Beşiktaşlı isek biz ; sadece saha içinde meydana gelen olaylarla yetinemeyiz , illa ki masa başında da bir şeyler olmuştur diye düşünmeliyiz . Başarısızlıkta hakemlere ve federasyona çatan ben , neden es geçeyim medyayı , yönetimi ve başkanı allasen ! Sözün özü bu başarı sadece saha içi dinamikleri ile kebapvari açıklanamaz . Medya , hakemler ve yönetimin de etkisi Büyük İskenderdir . Nasıl ki s.ktir ol git diyenin o çemçük ağzı ile üstündeki siyah beyaz atkıyı yakıştıramıyorsam , başkanlık koltuğuna ve o başkanlık koltuğunda otururken yaptıklarını da başkana yakıştıramıyorum . Yıldırım Demirören'in Wolfsburg maçında şeref tribünündeki ''Oraya gelirim ebenizi öperim'' devinimleri hayırlara vesile oldu bana göre . Bir uğursuzluk söz konusuydu , uzaklaştı , artık otlar yeşerdi ve o günden beri de şükür ki kurumadı ! Bakınız aklınıza yazınız ;

Manchester United : 0 - Beşiktaş : 1
Sivasspor : 0 - Beşiktaş : 1
Beşiktaş : 3 - Fenerbahçe : 0
Trabzonspor : 0 - Beşiktaş : 2


Gol yememiş Beşiktaş . Ne güzel ! Şimdi ''Seni uzaktan sevmek aşkların en güzeli'' desem başkana beni de yasaklatır mı sevdiceğimden ? Acaba sürer mi beni de staddan tribünden ? Neyse başkandır ne yapsa yeridir , eyvallah diyelim . Ancak bilmeden yaptığı iyiliği unutmayalım ve stad müdürüne buradan seslenelim ; Almaaaa başkanı tribüne almaaaaa başkanı tribüne almaaa ...

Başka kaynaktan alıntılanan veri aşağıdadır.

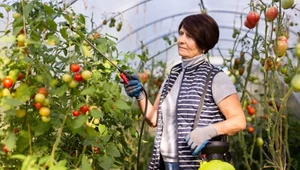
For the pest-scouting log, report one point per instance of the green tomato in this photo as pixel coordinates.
(21, 38)
(46, 119)
(46, 102)
(67, 78)
(20, 113)
(102, 130)
(39, 97)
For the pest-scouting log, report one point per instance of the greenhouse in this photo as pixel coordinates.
(126, 84)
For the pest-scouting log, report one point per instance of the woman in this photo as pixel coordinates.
(176, 144)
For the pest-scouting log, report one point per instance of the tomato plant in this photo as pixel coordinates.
(253, 17)
(271, 13)
(78, 77)
(286, 4)
(259, 141)
(74, 68)
(7, 82)
(84, 109)
(86, 74)
(75, 113)
(38, 92)
(248, 24)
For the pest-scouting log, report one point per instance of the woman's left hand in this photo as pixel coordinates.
(199, 137)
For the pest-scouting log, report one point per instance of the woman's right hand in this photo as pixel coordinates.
(134, 88)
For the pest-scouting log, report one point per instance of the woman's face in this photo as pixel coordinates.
(187, 47)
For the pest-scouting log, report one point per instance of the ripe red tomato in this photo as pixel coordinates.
(259, 141)
(86, 74)
(297, 50)
(4, 148)
(78, 77)
(286, 4)
(271, 13)
(38, 105)
(74, 68)
(96, 150)
(20, 76)
(44, 111)
(253, 17)
(73, 84)
(7, 82)
(16, 131)
(253, 101)
(67, 78)
(251, 110)
(75, 113)
(84, 108)
(39, 97)
(43, 90)
(295, 83)
(251, 129)
(248, 24)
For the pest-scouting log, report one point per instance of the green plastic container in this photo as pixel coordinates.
(215, 165)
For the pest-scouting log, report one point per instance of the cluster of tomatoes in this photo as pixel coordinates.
(41, 103)
(280, 46)
(77, 75)
(252, 19)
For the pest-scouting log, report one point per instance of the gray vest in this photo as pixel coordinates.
(188, 101)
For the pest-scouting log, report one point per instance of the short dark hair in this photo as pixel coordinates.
(203, 29)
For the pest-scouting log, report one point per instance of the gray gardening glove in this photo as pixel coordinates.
(134, 88)
(199, 137)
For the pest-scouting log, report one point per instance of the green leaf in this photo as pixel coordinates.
(121, 104)
(97, 113)
(61, 165)
(23, 93)
(22, 142)
(51, 24)
(44, 159)
(19, 156)
(60, 91)
(106, 162)
(79, 121)
(10, 141)
(85, 163)
(11, 102)
(64, 33)
(112, 150)
(102, 48)
(49, 10)
(41, 128)
(81, 18)
(92, 132)
(88, 91)
(27, 9)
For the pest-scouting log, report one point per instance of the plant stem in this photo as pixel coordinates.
(80, 157)
(59, 135)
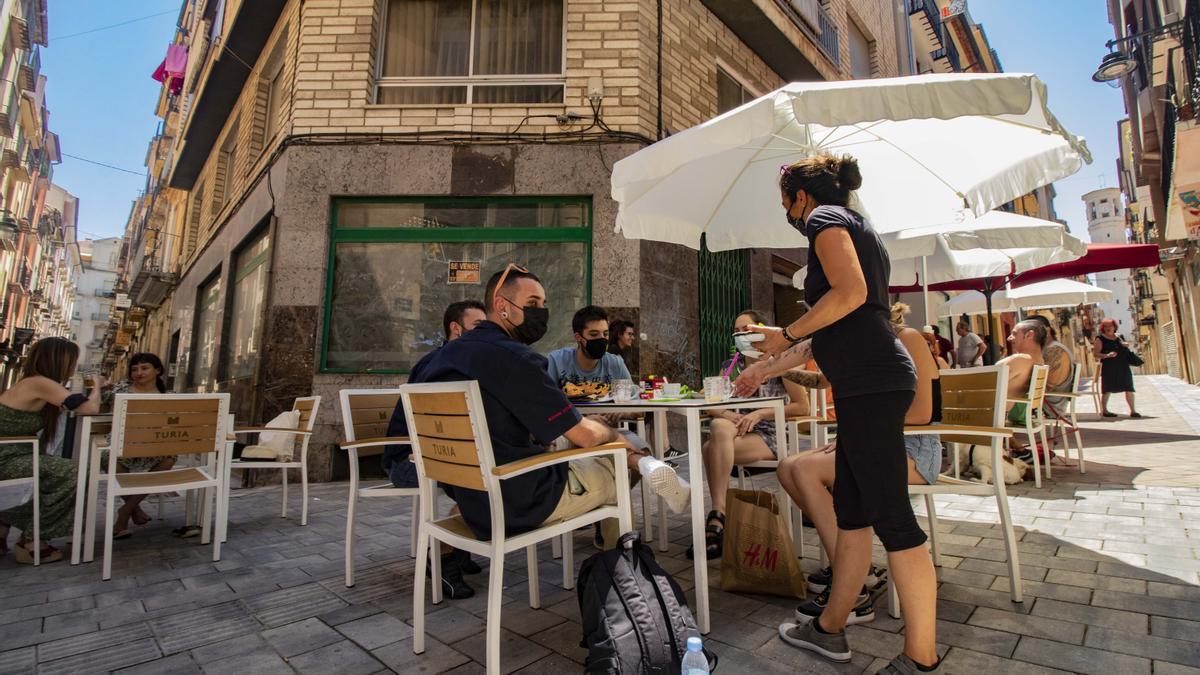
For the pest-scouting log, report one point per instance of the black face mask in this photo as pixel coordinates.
(595, 348)
(534, 326)
(798, 222)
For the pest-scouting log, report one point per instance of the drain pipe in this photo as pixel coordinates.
(659, 135)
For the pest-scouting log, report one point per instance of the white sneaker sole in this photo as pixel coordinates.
(667, 484)
(839, 657)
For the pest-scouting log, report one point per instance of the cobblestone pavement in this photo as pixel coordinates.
(1110, 561)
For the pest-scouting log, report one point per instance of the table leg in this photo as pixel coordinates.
(660, 451)
(696, 473)
(89, 533)
(781, 449)
(82, 463)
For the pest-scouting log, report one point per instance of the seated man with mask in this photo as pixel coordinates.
(527, 412)
(587, 369)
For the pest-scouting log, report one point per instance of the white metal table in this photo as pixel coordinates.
(691, 410)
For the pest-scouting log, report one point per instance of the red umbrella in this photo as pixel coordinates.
(1099, 257)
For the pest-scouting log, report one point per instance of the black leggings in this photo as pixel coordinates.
(871, 483)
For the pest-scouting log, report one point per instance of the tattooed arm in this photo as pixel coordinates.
(793, 358)
(809, 378)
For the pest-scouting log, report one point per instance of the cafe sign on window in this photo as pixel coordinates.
(463, 272)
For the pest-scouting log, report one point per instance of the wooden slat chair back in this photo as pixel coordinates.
(451, 444)
(443, 429)
(1066, 419)
(1035, 418)
(168, 424)
(307, 407)
(973, 411)
(366, 414)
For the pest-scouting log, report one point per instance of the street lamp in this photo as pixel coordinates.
(1116, 64)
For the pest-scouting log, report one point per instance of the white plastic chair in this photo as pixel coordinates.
(30, 481)
(1066, 420)
(973, 401)
(307, 406)
(365, 417)
(168, 424)
(1035, 419)
(451, 446)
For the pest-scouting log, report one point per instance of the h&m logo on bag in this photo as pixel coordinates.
(756, 555)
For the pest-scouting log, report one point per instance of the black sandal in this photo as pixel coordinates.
(714, 537)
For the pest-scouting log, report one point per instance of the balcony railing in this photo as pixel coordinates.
(928, 9)
(828, 39)
(949, 55)
(30, 70)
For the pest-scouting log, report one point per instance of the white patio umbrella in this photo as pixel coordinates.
(994, 245)
(1054, 293)
(933, 149)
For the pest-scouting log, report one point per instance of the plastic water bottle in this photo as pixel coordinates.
(695, 662)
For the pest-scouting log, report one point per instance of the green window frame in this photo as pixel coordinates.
(436, 233)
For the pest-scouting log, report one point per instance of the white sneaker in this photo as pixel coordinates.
(665, 483)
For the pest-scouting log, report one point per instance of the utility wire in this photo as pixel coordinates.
(112, 27)
(141, 173)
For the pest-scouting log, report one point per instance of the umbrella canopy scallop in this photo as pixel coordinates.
(933, 149)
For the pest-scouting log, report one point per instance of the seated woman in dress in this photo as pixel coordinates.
(809, 477)
(145, 377)
(742, 438)
(30, 406)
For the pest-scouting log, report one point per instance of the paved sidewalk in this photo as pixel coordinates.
(1110, 561)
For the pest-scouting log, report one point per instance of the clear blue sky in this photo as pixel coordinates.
(101, 100)
(1062, 41)
(101, 96)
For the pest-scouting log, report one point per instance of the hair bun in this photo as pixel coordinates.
(849, 174)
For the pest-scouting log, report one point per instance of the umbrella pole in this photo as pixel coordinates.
(987, 294)
(924, 288)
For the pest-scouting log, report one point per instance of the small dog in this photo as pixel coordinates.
(977, 459)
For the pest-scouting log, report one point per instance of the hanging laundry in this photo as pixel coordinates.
(177, 60)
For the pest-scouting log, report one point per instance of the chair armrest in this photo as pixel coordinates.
(377, 441)
(558, 457)
(957, 429)
(275, 429)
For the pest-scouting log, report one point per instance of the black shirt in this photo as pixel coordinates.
(526, 411)
(859, 353)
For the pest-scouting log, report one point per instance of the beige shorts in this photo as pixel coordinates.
(595, 483)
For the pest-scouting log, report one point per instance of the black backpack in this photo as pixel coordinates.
(635, 616)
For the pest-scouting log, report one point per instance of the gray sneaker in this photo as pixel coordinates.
(905, 665)
(805, 637)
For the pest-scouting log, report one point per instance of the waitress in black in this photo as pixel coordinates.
(874, 382)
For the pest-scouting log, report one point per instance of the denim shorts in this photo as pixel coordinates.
(925, 451)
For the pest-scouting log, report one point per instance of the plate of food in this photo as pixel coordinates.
(587, 392)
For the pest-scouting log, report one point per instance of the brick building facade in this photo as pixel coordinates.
(317, 175)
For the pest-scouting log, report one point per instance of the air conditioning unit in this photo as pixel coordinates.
(809, 11)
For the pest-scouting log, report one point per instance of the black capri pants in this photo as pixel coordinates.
(871, 483)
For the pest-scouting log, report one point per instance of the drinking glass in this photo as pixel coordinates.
(714, 389)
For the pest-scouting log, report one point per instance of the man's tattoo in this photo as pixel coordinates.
(803, 377)
(804, 348)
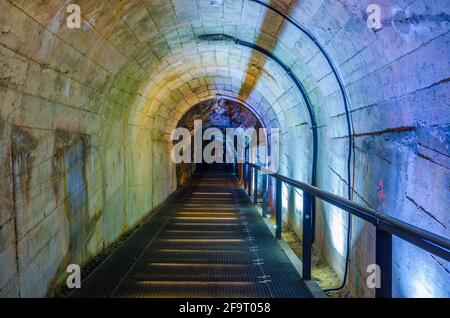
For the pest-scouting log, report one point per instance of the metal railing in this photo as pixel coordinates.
(386, 226)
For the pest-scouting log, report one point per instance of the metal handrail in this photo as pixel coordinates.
(385, 225)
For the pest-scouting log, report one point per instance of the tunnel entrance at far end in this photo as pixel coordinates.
(218, 114)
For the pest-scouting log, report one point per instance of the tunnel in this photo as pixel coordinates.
(91, 93)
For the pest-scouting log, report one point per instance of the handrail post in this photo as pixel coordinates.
(255, 186)
(249, 181)
(264, 195)
(244, 174)
(383, 259)
(278, 209)
(307, 235)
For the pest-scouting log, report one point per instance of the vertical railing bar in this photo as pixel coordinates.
(264, 195)
(255, 187)
(278, 209)
(383, 258)
(307, 235)
(249, 181)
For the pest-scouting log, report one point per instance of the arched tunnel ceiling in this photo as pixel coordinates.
(155, 44)
(131, 43)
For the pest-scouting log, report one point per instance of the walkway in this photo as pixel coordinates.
(207, 240)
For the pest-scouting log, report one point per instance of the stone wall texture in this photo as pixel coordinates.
(86, 117)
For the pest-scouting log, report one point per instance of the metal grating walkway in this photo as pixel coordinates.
(206, 241)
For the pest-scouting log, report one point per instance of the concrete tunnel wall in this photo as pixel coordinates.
(86, 115)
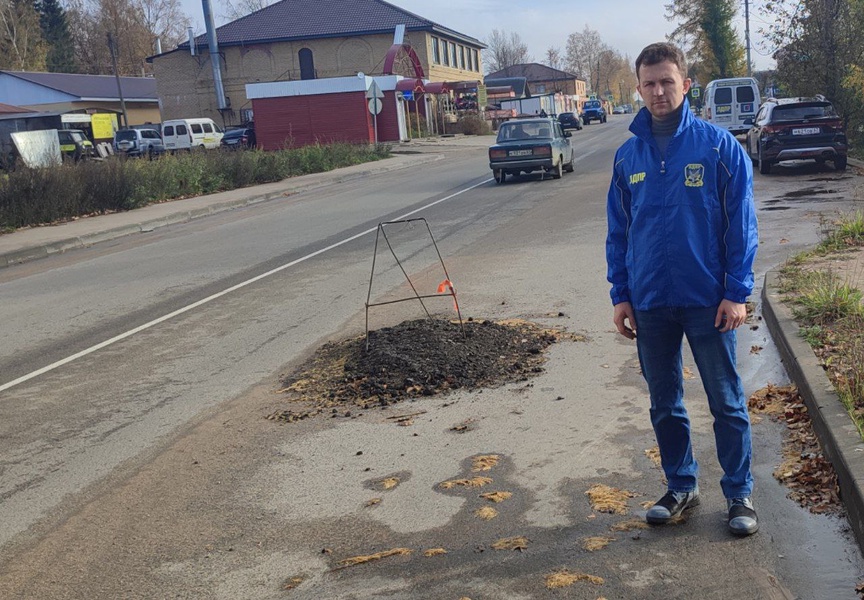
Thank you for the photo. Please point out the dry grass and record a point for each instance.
(487, 513)
(514, 543)
(629, 525)
(608, 499)
(593, 544)
(473, 482)
(484, 463)
(362, 559)
(654, 455)
(389, 483)
(496, 496)
(565, 578)
(292, 582)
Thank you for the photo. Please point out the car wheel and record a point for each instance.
(764, 165)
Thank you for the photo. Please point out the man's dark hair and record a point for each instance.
(659, 52)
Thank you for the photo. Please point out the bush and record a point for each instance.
(37, 196)
(474, 125)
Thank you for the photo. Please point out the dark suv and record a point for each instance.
(570, 121)
(797, 128)
(593, 111)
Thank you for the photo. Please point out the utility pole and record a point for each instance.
(747, 35)
(113, 49)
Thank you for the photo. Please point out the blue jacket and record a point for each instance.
(682, 232)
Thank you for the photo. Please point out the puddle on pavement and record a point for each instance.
(807, 192)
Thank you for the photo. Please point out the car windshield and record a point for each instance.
(798, 112)
(531, 130)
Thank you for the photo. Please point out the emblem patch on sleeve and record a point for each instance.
(694, 175)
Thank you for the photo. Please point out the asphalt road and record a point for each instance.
(144, 468)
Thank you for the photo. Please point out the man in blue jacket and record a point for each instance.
(680, 248)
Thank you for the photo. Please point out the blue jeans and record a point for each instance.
(659, 337)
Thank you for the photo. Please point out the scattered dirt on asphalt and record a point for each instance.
(593, 544)
(608, 499)
(565, 578)
(359, 560)
(414, 359)
(805, 470)
(515, 543)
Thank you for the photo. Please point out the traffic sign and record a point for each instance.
(374, 91)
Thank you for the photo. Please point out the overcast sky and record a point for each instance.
(626, 25)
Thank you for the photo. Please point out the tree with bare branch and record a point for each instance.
(505, 50)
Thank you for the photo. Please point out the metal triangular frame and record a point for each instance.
(451, 290)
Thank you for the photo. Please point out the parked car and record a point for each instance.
(242, 137)
(731, 103)
(74, 144)
(138, 142)
(593, 110)
(529, 145)
(190, 134)
(570, 121)
(797, 128)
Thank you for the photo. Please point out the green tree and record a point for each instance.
(704, 29)
(55, 31)
(21, 45)
(819, 51)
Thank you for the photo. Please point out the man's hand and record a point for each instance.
(624, 314)
(730, 315)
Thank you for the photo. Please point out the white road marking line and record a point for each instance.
(217, 295)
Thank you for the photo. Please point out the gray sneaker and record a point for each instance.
(671, 505)
(742, 517)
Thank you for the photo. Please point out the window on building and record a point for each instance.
(307, 64)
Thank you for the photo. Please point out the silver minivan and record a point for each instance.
(732, 103)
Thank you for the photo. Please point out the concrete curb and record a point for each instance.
(839, 437)
(182, 215)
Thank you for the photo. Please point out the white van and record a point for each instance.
(731, 102)
(190, 134)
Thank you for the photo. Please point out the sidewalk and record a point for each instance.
(39, 242)
(839, 438)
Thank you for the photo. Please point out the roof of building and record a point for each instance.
(533, 72)
(310, 19)
(8, 109)
(519, 85)
(92, 87)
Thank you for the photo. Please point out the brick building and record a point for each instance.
(544, 80)
(306, 39)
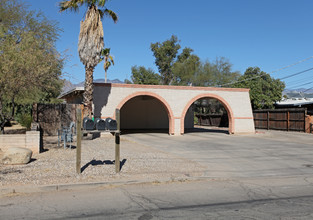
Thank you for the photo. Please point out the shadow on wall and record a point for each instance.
(100, 98)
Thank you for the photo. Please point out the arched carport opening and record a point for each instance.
(145, 112)
(207, 111)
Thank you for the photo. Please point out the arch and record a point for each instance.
(158, 97)
(208, 95)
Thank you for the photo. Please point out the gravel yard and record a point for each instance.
(58, 165)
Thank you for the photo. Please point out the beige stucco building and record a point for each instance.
(165, 107)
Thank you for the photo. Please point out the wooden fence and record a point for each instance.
(281, 119)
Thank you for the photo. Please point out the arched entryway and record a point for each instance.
(187, 114)
(145, 111)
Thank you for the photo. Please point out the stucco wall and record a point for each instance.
(144, 112)
(30, 140)
(176, 101)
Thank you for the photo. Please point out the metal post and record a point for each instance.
(79, 138)
(117, 142)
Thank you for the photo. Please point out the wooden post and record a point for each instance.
(79, 138)
(268, 120)
(288, 120)
(117, 142)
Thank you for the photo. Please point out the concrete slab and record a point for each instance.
(267, 153)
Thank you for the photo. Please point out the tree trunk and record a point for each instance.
(88, 94)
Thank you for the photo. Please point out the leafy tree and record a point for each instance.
(90, 43)
(141, 75)
(30, 66)
(216, 74)
(108, 61)
(165, 54)
(264, 90)
(186, 67)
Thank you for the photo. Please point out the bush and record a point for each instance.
(25, 119)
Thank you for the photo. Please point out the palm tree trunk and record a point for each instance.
(88, 94)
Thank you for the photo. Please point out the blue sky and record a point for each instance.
(270, 34)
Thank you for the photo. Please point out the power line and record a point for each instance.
(307, 90)
(301, 61)
(301, 85)
(295, 74)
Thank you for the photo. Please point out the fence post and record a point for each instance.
(79, 138)
(288, 120)
(268, 120)
(117, 142)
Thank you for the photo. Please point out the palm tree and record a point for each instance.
(90, 42)
(108, 61)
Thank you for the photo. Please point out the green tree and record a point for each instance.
(108, 61)
(30, 66)
(165, 54)
(264, 90)
(141, 75)
(90, 43)
(186, 67)
(216, 73)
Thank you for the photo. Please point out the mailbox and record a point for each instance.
(88, 124)
(100, 124)
(111, 124)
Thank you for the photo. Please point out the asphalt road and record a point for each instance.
(192, 200)
(263, 176)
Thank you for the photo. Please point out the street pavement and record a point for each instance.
(268, 175)
(267, 153)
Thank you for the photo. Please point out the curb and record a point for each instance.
(77, 186)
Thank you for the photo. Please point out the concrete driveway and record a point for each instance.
(264, 154)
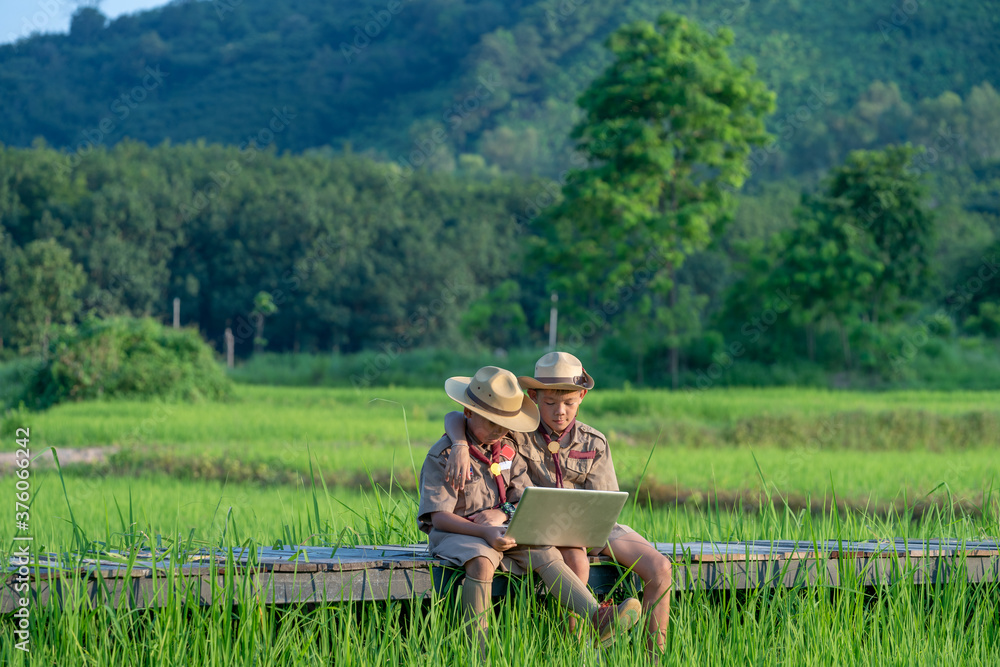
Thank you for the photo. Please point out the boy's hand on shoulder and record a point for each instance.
(490, 518)
(457, 471)
(495, 537)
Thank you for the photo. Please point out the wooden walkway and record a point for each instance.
(325, 574)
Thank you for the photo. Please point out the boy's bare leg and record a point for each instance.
(656, 574)
(576, 559)
(477, 595)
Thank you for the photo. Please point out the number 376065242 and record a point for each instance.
(22, 459)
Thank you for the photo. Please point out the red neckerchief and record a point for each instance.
(555, 455)
(495, 455)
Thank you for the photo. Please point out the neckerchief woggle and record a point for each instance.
(555, 450)
(494, 466)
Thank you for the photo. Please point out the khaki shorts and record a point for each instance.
(457, 549)
(620, 530)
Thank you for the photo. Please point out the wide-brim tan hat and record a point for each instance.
(558, 370)
(495, 394)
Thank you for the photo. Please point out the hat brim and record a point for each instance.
(531, 383)
(524, 421)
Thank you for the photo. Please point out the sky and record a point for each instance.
(19, 18)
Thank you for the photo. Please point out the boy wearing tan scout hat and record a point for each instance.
(465, 527)
(565, 453)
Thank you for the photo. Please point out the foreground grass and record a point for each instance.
(951, 624)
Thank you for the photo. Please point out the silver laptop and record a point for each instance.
(565, 517)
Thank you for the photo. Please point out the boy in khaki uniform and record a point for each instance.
(465, 527)
(565, 453)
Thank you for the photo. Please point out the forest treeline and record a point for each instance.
(431, 82)
(316, 253)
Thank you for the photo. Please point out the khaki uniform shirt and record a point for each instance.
(584, 457)
(480, 493)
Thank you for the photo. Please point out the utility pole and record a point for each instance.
(230, 344)
(553, 321)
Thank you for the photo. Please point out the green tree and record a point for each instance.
(880, 194)
(38, 288)
(497, 317)
(667, 130)
(263, 307)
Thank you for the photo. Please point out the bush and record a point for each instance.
(126, 358)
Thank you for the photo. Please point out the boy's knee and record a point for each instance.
(480, 568)
(662, 570)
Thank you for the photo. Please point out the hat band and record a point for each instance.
(486, 406)
(579, 379)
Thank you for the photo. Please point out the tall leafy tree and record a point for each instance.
(38, 288)
(667, 130)
(881, 196)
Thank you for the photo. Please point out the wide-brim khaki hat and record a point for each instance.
(558, 370)
(495, 394)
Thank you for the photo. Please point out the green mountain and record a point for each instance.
(425, 82)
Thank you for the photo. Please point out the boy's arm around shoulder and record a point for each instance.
(457, 472)
(435, 494)
(602, 475)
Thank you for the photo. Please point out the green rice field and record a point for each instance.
(297, 466)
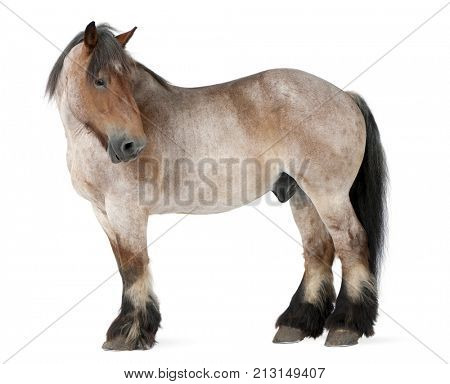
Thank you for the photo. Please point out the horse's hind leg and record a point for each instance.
(138, 321)
(313, 300)
(356, 305)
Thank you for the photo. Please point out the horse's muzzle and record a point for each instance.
(124, 148)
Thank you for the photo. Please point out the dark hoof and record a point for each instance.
(119, 343)
(286, 335)
(340, 337)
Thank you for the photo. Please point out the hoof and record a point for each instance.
(339, 337)
(119, 343)
(286, 335)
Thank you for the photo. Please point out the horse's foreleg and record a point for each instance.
(138, 321)
(313, 300)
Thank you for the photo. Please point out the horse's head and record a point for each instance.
(99, 91)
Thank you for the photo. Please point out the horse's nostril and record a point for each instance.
(128, 147)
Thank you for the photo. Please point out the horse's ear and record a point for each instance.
(123, 38)
(90, 36)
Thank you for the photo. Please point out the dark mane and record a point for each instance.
(107, 54)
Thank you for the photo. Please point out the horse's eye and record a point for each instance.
(100, 83)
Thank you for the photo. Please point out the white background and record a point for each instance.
(222, 280)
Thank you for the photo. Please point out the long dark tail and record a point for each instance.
(368, 192)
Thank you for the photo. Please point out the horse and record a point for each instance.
(138, 145)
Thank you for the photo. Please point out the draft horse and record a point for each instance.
(117, 112)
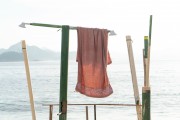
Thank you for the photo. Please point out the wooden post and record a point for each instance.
(28, 79)
(134, 78)
(146, 91)
(87, 116)
(50, 112)
(94, 112)
(146, 103)
(64, 73)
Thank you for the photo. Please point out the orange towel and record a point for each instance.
(92, 58)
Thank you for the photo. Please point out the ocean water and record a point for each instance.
(14, 99)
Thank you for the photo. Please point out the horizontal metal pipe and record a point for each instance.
(97, 104)
(54, 26)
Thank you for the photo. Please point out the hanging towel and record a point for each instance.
(92, 58)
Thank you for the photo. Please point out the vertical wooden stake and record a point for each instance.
(146, 103)
(94, 112)
(64, 73)
(28, 79)
(87, 116)
(134, 78)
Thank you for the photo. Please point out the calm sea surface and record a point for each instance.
(14, 99)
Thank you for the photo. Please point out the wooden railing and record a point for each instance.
(86, 107)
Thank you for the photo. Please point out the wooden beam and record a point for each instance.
(134, 78)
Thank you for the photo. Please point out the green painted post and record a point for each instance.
(146, 111)
(146, 46)
(64, 73)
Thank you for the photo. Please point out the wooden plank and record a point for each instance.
(134, 78)
(28, 79)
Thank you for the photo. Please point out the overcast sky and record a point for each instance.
(125, 17)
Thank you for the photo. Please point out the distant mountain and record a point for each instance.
(14, 53)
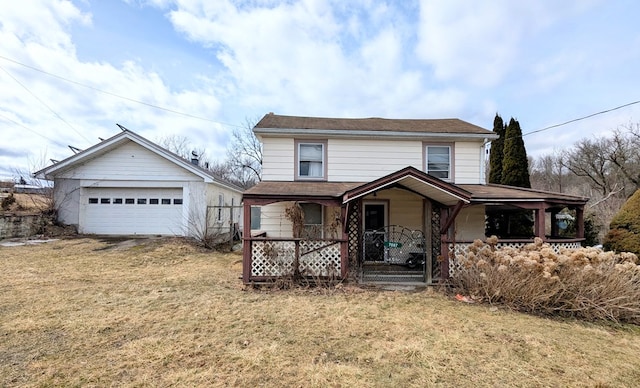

Medya ! Renkli kardeşleri ilk iki yapan , total futbol ile Alman disiplinini birleştiren , topal futbol ile alman gereken 3 puanı süzemeyen , uzay takımları yaratan , yaradandan ötürü yaradana kurban saydırdığımız medya . Altı üste saldırtan , yedek kulübesine tükürten , olay çıksın diye bekleyen , her konuda tiraj beklentisinin üstüne tüy diken medya . Belki futbolcuları hırslandırdılar , belki de tavşanseveri . Dünya derbisi diye uydurdukları şeyden bir adım ötesini göremediler . Hala da o günde kaldılar . Ve sonunda ; geldikçe üzerine kırk yıldır günde bir paket sigara içen Beşiktaş'ın , balgam olup atıldılar bünyeden apansızın ! Layık oldukları yerde , yerdeler . Hiç kalkamadılar zaten paçavradan halliceler !

Mehmet Topuz kerbelasından sonra Beşiktaş ve Beşiktaşlı'nın yüzü hiç bu kadar gülememişti . Facebook ve Youtube eski video görüntüleriyle çalkalanıyor . Erman Toroğlu başta olmak üzere tüm skor yazarları ile her platformda dalga geçiliyor . Ne mutlu Beşiktaşlıyım diyene bu günlerde . Ancak tavşansever , başkan ve medya hep böyle olmaz . İlla ki varoluş sebeplerini farklı futbolcu rotasyonlarıyla , stadda şov yapmalarıyla ve iftira atmalarıyla sırasıyla göstereceklerdir . Bizim taraftar olarak (izleyici - seyreden) yapabileceklerimiz Kuzey Kıbrıs Türk Cumhuriyeti ile sınırlı ! Birleşmek , dayanıklı olmak ve sevdiceği desteklemekten başka yapacağımız tek şey nefes almak . Ne şampiyon olduk ne de küme düştük . Ne ilk 6 haftaki Beşiktaş'ız ne de son 8 haftadaki Beşiktaş . Sadece dualarımızla , tezahüratlarımızla ve belki de biraz arkadan itmemizle bu takım aynı çizgide devam edecek . Protestolar bir süre kesilir kesilmesine de bundan ''Başarı geldi tepkiler unutuldu'' yargısı çıkaranların Allahından Kork çıkartmaları yapışsın arabalarına ansızın ! Son cümlem ve cümle alem Yeter Yıldırım Demirören'dir ve Ömer Güvenç ağabey bizleri bir grup bilmem ne diye nitelendirdikçe sen ve senin gibiler asla bir adım daha öteye gidemeyecektir .

Not : Ters Manyel sitesinden alıntıdır , alınmayın , alınırım !

2 yorum:

Pamukk dedi ki...

maşallah nazar değmesinn

MaX CadY dedi ki...

Yusuf ta "Noluyo arkadaşım aile var burda" der gibi bi hareket yapmış :).